Tuesday, December 10, 2013

Lawrence Welk


I'm a forty-four year old man and often on Saturday nights I watch The Lawrence Welk Show.  My local PBS station airs it from six o'clock to seven o'clock.  Most people would say it's a show for senior citizens, but I thoroughly enjoy it.  I look forward to it.  Right before it starts, I usually open a bottle of wine and sip a glass as I watch and have a gay time. 

I love the 1950s and 60s jazz and musical numbers.  I love the visible orchestra seated in the background.  I love the smiling female singers with their perfectly curled up at the ends hair and the smiling male singers with their perfectly parted to the side hair.  I love their outfits and costumes. I love the choreographed dancing.  I love the sets suggesting a scene and the cyclorama lighting the back wall. I love Lawrence Welk's Norwegian American accent. I love the gayness of the men dancing in effeminate costumes.  I love the campy, cheesy, happy wholesomeness of the mid-century Hollywood production.   

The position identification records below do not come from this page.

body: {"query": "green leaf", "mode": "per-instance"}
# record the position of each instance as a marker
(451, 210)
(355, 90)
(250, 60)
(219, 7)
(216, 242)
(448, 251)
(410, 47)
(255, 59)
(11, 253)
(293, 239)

The show beckons me to another era, another reality, both of them artificially constructed through the magical escape that is The Lawrence Welk Show. 

I watched the show as a boy on Saturday nights and so perhaps there is a nostalgic quality to it for me.  The happy theatricality Lawrence Welk created and shared with the world seemed glamorous compared to the small farming town in which I grew up.  The show made me realize that there are other realities out there, realities that people create for themselves, realities that I can create for myself. 

Too some extent, life is a performance.  As George Bernard Shaw wrote, “We create our lives.”   

Even now the show appeals to me for the same reason: shiny, happy people singing and dancing and acting and making their living through performance and I assume loving their living.  Maybe that's why I love it.  The Lawrence Welk Show is a reminder to me of people living joyfully because they have followed their passion.  I know it's an illusion.  They had their suffering just like we all do.  It wasn't all bubble and champagne and waltzes and colorful blinking lights.  But for the sake of their art, they set aside their discontent and faked it if they had to, because that is what performers often must do to create the illusion.

So if you're looking for a surprisingly good time, open a bottle of wine, kick back, relax, and get happy with The Lawrence Welk Show.  Or better yet, come on over, and we'll party together, Lawrence Welk Style!